In "A Hypothetical Lizard," two concubines in a brothel of fantastical specialists fall in love with tragic ramifications. In "Not Even Legend," a paranormal study group is infiltrated by one of the otherworldly beings they seek to investigate. In "Illuminations," a nostalgic older man decides to visit a seaside resort from his youth and finds the past all too close at hand. And in the monumental novella "What We Can Know About Thunderman," which charts the surreal and Kafkaesque history of the comics industry's major players over the last seventy-five years, Moore reveals the dark, beating heart of the superhero business.
From ghosts and otherworldly creatures to theoretical Boltzmann brains fashioning the universe at the big bang, Illuminations is exactly that--a series of bright, startling tales from a contemporary legend that reveal the full power of imagination and magic.
PUBLISHERS WEEKLY
Legendary graphic novelist Moore (Watchmen) further burnishes his reputation in his first prose collection, which features nine career-spanning tales. The stand-out short novel, "What We Can Know About Thunderman," is a scathing take on the American comic book industry and its impact on popular culture and politics, and will undoubtedly attract the most attention, given Moore's history with the genre. In it, Moore imagines a reality in which thinly disguised versions of characters like Superman have grown so grim that "everybody had decided that comics weren't just for kids, then that they weren't for kids at all"—and now their audience is on the verge of dying off.

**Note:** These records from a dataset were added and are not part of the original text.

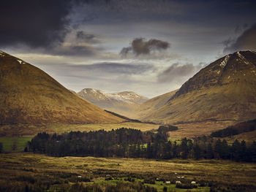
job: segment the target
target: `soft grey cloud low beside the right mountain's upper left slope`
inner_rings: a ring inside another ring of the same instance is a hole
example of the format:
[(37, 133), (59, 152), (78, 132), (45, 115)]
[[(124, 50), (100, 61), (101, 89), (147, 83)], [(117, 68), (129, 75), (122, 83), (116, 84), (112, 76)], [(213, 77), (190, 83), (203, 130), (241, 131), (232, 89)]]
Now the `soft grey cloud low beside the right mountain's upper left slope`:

It gets so bad that comics writer Dan Wheems decides that unless he escapes the industry, he will be reduced to "a quickly understood cartoon, the way it did with everything and everybody." Moore's subversive talent is equally on display in the shorter tales: "Not Even Legend" follows a group of paranormal investigators who eschew ghost hunting to instead study "things that nobody had ever said existed in the first place," while the cynical psychic protagonist of "Cold Reading" justifies his work as a "spiritual sugar pill." The superhero genre's loss is fantastic fiction's gain.